午後、室人はサナエを待っていた。理科室の前の廊下で。そして考えていた。
友達が来るのを待つ。
宅配ピザが来るのを待つ。
テストの日が来るのを待つ。
ゲーセンでつきが来るのを待つ。
大人になって酒とタバコができる日を待つ。
理想の人と出会う日を待つ。
旅行に行く日を待つ。
結婚する日を待つ。
子供が生まれる日を待つ。
そして、老いて死ぬ日が来るの待つ。
人間にはたくさんの「待つ」があるけど、「本当の自分を待つ」というのもあるんじゃないかと思えてきた。 たとえば、今の自分は本当の自分じゃない。 本当の自分はもっと幸せだ。本当の自分はもっと愛されている。本当の自分はもっと頭がいい。本当の自分は魅力的だ。本当の自分は金持ちだ。本当の自分は試験に合格している。など、など。 彼がなぜ本当の自分があると考えたかと言うと、彼女、つまり白鳥さんと彼が話をしたときに初めて自分が本当の自分になれるのではないかと思えるからだ。
では、今の自分って何。
本当の自分ではないことは確かだ。自分の望まない自分だ。望まないからと言って大嫌いなわけではない。今の自分は「本当の自分を待つ」自分と言うことだろうと彼は思った。

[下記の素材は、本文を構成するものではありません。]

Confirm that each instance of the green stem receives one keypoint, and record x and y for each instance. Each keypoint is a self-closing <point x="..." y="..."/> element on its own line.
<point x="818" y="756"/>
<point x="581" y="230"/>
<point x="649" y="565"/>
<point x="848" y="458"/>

その時、廊下の向こうからサナエがこちらにやって来るのが見えた。 サナエは白鳥さんに手紙を渡しただろう。そして白鳥さんは彼女に何て答えたのだろうか。 サナエが彼の前で言う最初の言葉が彼を本当の自分にしてくれる扉が開いてくれることを願いながら、サナエが近づいてくるのを待っていた。